GREFFIER LORS DES DÉBATS : Sylvie RANGEARD, Greffier
DÉBATS : l’affaire a été mise en délibéré au 11 Janvier 2024,
ARRÊT : rendu contradictoirement,
PRONONCÉ : publiquement par mise à disposition de l’arrêt au greffe de la cour, les parties en ayant été préalablement avisées dans les conditions prévues au deuxième alinéa de l’article 450 du code de procédure civile,
SIGNÉ : par Marie-Pascale BLANCHARD, Présidente de chambre, et par Maud DETANG, greffier auquel la minute de la décision a été remise par le magistrat signataire.
FAITS, PROCÉDURE, PRETENTIONS ET MOYENS DES PARTIES
Suivant convention du 12 novembre 2018, les époux [J] ont fait l’acquisition auprès de la Sarl des Côtes Noires (dénommée également l’élevage du bois Blancval) d’un chien de race berger belge Tervoeren né le 7 septembre 2018 répondant au nom d’O'ryckx, moyennant le prix de 850 euros.
A la suite de l’achat, les époux [J] ont découvert que cet animal était porteur d’un parasite, la giardia, provoquant une giardiose devenue chronique.

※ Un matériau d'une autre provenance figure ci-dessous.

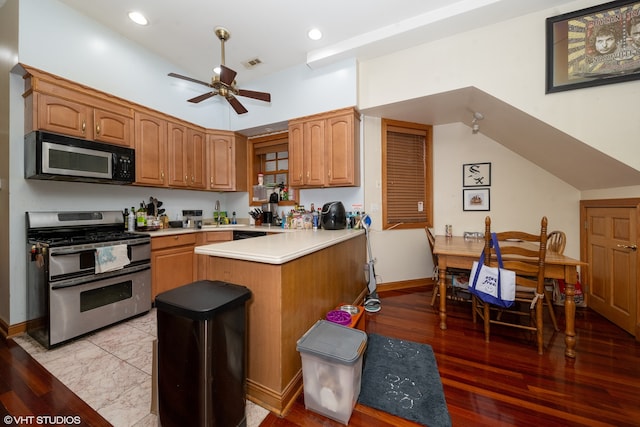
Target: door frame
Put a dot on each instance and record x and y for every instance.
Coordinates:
(610, 203)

Par acte du 05 novembre 2020, M. [Y] [J] et Mme [P] [J] née [O] ont assigné la Sarl des Côtes Noires devant le tribunal de proximité de Saint-Dizier en réduction du prix de la vente à hauteur de 800 euros et en paiement de dommages et intérêts :
— d’un montant de 8 000 euros pour préjudice moral et financier,
— d’un montant de 1 000 euros pour résistance abusive,
— d’un montant de 2 000 euros au titre de l’article 700 du code de procédure civile.
L’action était fondée sur un défaut de conformité prévu à l’article L.217-4, L.271-5 du code de la consommation.
La Sarl des Côtes Noires s’y opposait en soulevant l’irrevevabilité de leur demande aux motifs que seules les dispositions du code rural étaient applicables, l’article L.213-1 du code rural édictant que l’action en garantie dans les ventes et les échanges d’animaux domestiques est régie par les dispositions du code rural.
Par jugement du 13 octobre 2021, le tribunal d’instance de Saint-Dizier a :
— déclaré recevable l’action formée M. [Y] [J] et Mme [P] [J] née [O] ; .
— condamné la Sarl DES Côtes Noires à restituer à M. [Y] [J] et Mme [P] [J] née [O] la somme de 600 euros au titre de la demande en réduction du prix ;
— condamné la Sarl DES Côtes Noires à payer à M. [Y] [J] et Mme [P] [J] née [O] la somme de1 497,01 euros portant intérêt au taux légal à compter de la présente décision ;
— débouté M. [Y] [J] et Mme [P] [J] née [O] de leur demande en réparation au titre de la résistance abusive ;
— condamné la Sarl DES Côtes Noires aux dépens.
Par déclaration enregistrée au greffe le 3 décembre 2021, la Sarl des Côtes Noires a interjeté appel de ce jugement.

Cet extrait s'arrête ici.